COVID-19 is causing unprecedented business disruption both currently and for what may be an extended period of time. A significant number of business operations are at a standstill, resulting from state mandated closures, supplier shortages and related supply chain challenges. Businesses are also facing disruptions due to just-in-time manufacturing interruptions and a lack of demand, leading to immediate liquidity challenges. It is imperative for businesses to assess their current financial positions and strategic plans in order to minimize further interruptions and the risk of financial distress. Below are several strategic issues that businesses should consider during this pandemic.

  1. Review your credit facility to refresh your understanding of financial covenant requirements that may be at issue or subject to potential default in light of resulting business interruption and challenges. If there are any that present a concern, be prepared to discuss them with your lender in an effort to reach an understanding as to a waiver of the covenant requirement, a modification of the covenant benchmark, or a forbearance agreement to clarify that an exercise of remedies will not be pursued.
  2. Consider the implications of customer financial challenges and the possibility of delayed or reduced invoice payments or no payments for an extended period of time. Working with counsel, explore potential rights under the customer agreement and/or the Uniform Commercial Code (UCC) to alter current payment terms and, possibly, seek adequate assurance of future performance in accordance with the UCC.
  3. Review critical product supply agreements to determine remedies available if the supplier’s performance is hindered or delayed in light of conditions resulting from COVID-19 (such as the inability to receive product). Remedies (such as seeking an alternative supplier, or “covering” for increased price of the alternative goods sourced or that are available in such a situation as provided under the UCC and potentially under the supply contract and contractual remedies) should be considered and planned for.

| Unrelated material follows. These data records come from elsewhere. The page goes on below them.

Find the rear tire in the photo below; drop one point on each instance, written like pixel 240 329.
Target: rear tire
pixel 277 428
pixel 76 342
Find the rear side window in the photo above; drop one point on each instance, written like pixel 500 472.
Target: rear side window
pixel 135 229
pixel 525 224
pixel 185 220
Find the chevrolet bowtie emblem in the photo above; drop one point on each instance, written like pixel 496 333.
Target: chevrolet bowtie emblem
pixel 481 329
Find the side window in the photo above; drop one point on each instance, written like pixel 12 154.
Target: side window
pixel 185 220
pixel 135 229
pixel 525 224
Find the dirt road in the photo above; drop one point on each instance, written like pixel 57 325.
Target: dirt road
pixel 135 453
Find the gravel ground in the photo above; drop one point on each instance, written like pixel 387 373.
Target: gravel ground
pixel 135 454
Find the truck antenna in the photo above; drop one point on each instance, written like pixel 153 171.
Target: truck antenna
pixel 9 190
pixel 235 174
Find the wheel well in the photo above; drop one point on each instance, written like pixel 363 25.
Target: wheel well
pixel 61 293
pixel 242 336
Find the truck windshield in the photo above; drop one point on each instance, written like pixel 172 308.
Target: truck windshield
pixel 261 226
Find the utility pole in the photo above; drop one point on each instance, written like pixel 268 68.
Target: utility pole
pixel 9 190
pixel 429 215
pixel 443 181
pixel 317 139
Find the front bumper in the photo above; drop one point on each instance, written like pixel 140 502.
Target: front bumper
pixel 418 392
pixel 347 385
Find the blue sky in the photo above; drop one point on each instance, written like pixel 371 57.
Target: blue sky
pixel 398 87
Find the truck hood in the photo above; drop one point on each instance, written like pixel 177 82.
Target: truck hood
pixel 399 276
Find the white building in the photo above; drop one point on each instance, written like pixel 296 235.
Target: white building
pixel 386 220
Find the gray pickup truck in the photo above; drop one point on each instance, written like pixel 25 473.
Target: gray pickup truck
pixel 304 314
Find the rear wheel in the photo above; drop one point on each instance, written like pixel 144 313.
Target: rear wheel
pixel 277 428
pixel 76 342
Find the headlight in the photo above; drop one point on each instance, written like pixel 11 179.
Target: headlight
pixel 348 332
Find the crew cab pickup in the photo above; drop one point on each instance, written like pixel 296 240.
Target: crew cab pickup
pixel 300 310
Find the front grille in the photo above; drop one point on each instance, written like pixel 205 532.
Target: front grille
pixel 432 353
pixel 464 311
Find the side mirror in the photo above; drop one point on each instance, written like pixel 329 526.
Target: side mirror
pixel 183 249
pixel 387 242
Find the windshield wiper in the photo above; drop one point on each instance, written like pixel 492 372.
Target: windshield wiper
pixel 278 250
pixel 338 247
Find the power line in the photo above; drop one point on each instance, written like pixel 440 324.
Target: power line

  4. Revisit cash flow projections and business plans to determine the potential need to modify current spending plans in the event of a downturn in your industry or from interruptions in the supply chain. Most importantly, communicate any such issues promptly with your lender, as appropriate,and keep a clear line of communication open going forward.
  5. Be vigilant in terms of a potential increased risk of fraud in light of potential business strains and customer and supplier financial challenges.

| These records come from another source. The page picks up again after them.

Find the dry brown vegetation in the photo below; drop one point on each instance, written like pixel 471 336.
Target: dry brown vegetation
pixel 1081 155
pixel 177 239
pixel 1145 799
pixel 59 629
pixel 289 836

  6.  Be mindful of how lenders in your specific industry may be responding to the situation and changing marketplace and be prepared to address misconceptions.
  7. For those in the health care industry (particularly long-term care facilities), be sensitive and mindful of increased risk of financial challenges in light of rapidly changing requirements issued by regulatory agencies and the ability to address these from current liquidity. If current liquidity is not sufficient, be proactive in your outreach to resources to address this shortfall in an effort to avoid potential future litigation.

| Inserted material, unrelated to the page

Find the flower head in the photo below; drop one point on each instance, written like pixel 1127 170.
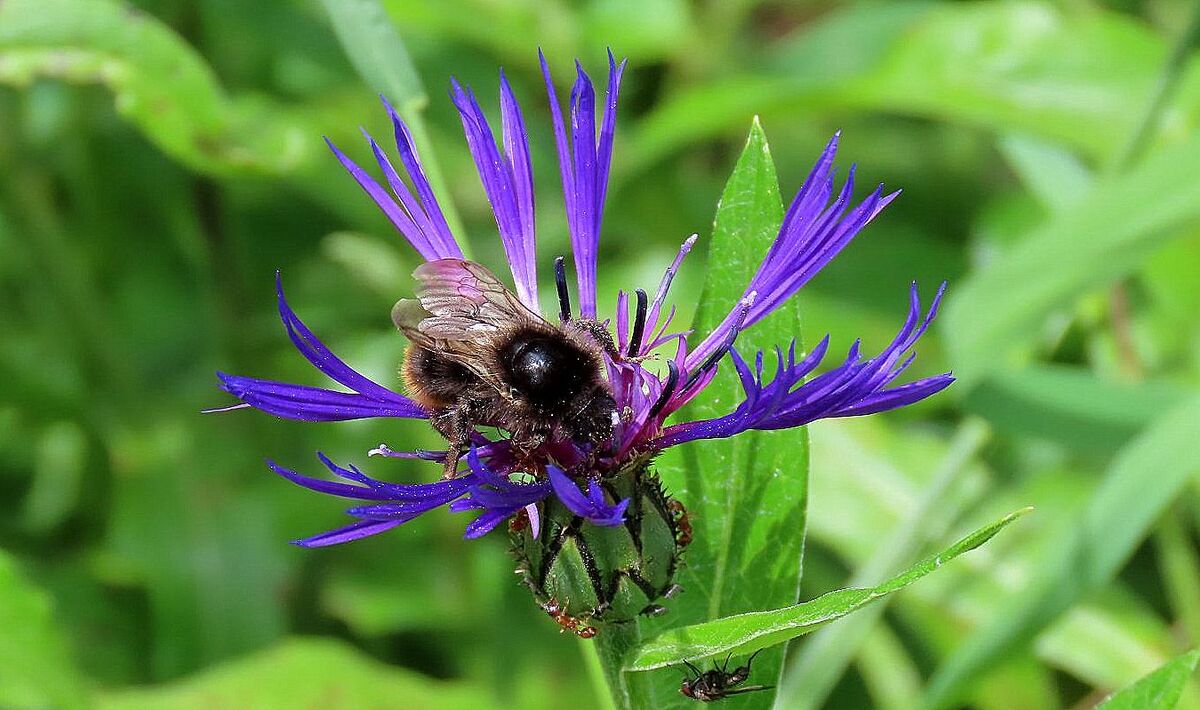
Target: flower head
pixel 502 481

    1. Many business agreements will likely be renegotiated and modified as a result of the impact of these unprecedented events. If you are planning to restructure debt facilities or other business arrangements, be mindful of the fact that modifications of certain types of agreements may have significant unintended legal and tax implications.

DISCLAIMER: Because of the generality of this update, the information provided herein may not be applicable in all situations and should not be acted upon without specific legal advice based on particular situations.